Decoding the first 32 bytes as ASCII, we have (where ? is the 0xBD byte about which MySQL is complaining):
The DPM 912 is a large 3? Digit
A little bit of Googling for "DPM 912" suggests to me that character should be the vulgar one-half fraction, &half;.
A number of character sets encode that character with the byte 0xBD, but one in particular jumps out: windows-1252—which was not only the default codepage in the (pre-Unicode) Windows world, but is also MySQL's default encoding. It'd be a good guess that your data is encoded in windows-1252.

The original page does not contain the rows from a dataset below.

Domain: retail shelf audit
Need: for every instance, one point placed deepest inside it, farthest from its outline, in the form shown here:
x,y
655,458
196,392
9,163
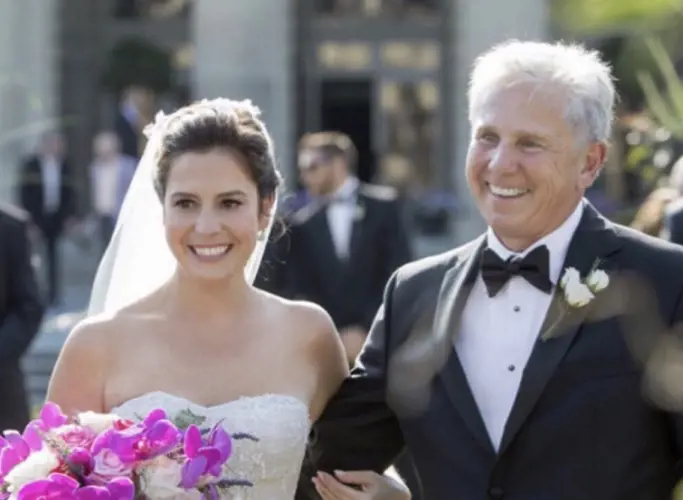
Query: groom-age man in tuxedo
x,y
516,366
340,249
21,311
47,192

As explained in the MySQL manual, you can specify the encoding of a string literal by prefixing it with the encoding name:
A character string literal may have an optional character set introducer and COLLATE clause:
[_charset_name]'string' [COLLATE collation_name]
It goes on to say:
An introducer is also legal before standard hex literal and numeric hex literal notation (x'literal' and 0xnnnn), or before bit-field literal notation (b'literal' and 0bnnnn).
Therefore (and because MySQL refers to windows-1252 as latin1), you could change your INSERT command to:
INSERT INTO products2 VALUES (25, _latin1 0x5468652044504D203931322069...);
The documentation also states:
For the simple statement SELECT 'string', the string has the character set and collation defined by the character_set_connection and collation_connection system variables.
That is, if such an introducer is omitted (as it was in your original INSERT statement), the character set is assumed to be that defined by the character_set_connection system variable.
As mentioned here, there are number of ways of setting that variable (including by specifying it when your client connects which, in phpMyAdmin, is set with the [DefaultCharset] configuration option, of which the default was latin1 prior to v3.4, but has been utf8 since - perhaps this change is the origin of your problems; one can also specify the character set of import files with [Import][charset]). If one doesn't specify the desired character set upon connecting, issuing any of these commands after connecting but before your INSERT command will fix it (you could, for example, add one of them to the top of your dump file):
SET NAMES 'latin1';
SET CHARACTER SET latin1;
SET character_set_connection = latin1;
My recommendation, which makes the dumpfile as portable as possible, would be to add SET NAMES 'latin1' to the top of it.